With that whistle silenced, the city began sounding the fire whistle at the city's fire hall on the south end of town at noon.

But that's when complaints began coming in to City Hall. Some people in the city of about 5,000 residents north of Pasco even threatened lawsuits, said Mayor Gary Walton. Last June, he pulled the plug on the firehouse whistle.

A few months ago, Connell residents -- pro whistle and con -- began circulating petitions and attending council meetings arguing for and against reinstating the noon signal.

It's up for discussion again at tonight's 6 p.m. council meeting at city hall, 104 E. Adams St.

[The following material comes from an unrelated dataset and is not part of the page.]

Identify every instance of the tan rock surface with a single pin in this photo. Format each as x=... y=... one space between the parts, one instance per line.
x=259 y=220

"This is the third discussion we've had about the whistle," Walton said.

The firehouse whistle is "on a 20-foot tower and is near a lot of houses where parents have younger children. It was waking them up from naps and waking people who work rotation shifts because of the Department of Corrections," Walton said. "The whistle, both of them, disrupt business meetings too. They were so loud you'd almost drop to your knees."

Turner had Total Energy Management in Richland work up a quote for repairing the original whistle, which is a surplus Civil Air Defense warning device from Hanford. Cost for a timer and installation would be $850 plus tax.

According to city council minutes, those who are against the whistle said the decibel level can damage hearing, it wakes up sleeping shift workers and babies and generally is annoying.

Two Connell residents, Bob Widows and Bob McCurry, have spoken out at council meetings about silencing the whistle. They weren't available for comment Tuesday by phone.

McCurry said at the Dec. 5 council meeting: "What public good comes from the whistle? It is annoying and dangerous to people's hearing."

He suggested the question of reinstituting the noon whistle be put in voters' hands.

A quick phone survey Tuesday by a Herald reporter found several Connell residents adamantly in favor of fixing the original whistle, while others were on the fence.

Workers at the Ed Poe Agency had no opinion one way or another; neither did Vanai Nuntananusit, owner of the Mei-Ling Inn restaurant. Both businesses are well within earshot of both whistles.

"As a businessman I have to remain neutral," Nuntananusit said. "But I've been here 28, 29 years and it hasn't bothered me and my customers haven't complained. They just say, 'Oh, must be noon,' and go on eating."

Carol Lindner, one of those working on a petition to reinstate the original whistle, is a lifetime resident of Connell. She and her husband, John, own the Old Hardware Store downtown.

"I've heard a couple of people complain it kept babies awake, or if working the graveyard shift that it woke them up. But I've had people in my store who say their kids sleep through it, that it didn't bother them," she said.

A noon whistle, Lindner said, "is a tradition in small town America. It's apple pie, baseball and noon whistles."

Hall said she grew up in a small town in New York that still sounds a noon whistle.

"I think it has historic value to a lot of people. Farmers working out in the fields heard the noon whistle and knew it was time to hightail it for lunch or take a break. It gave them a time frame for the day," she said.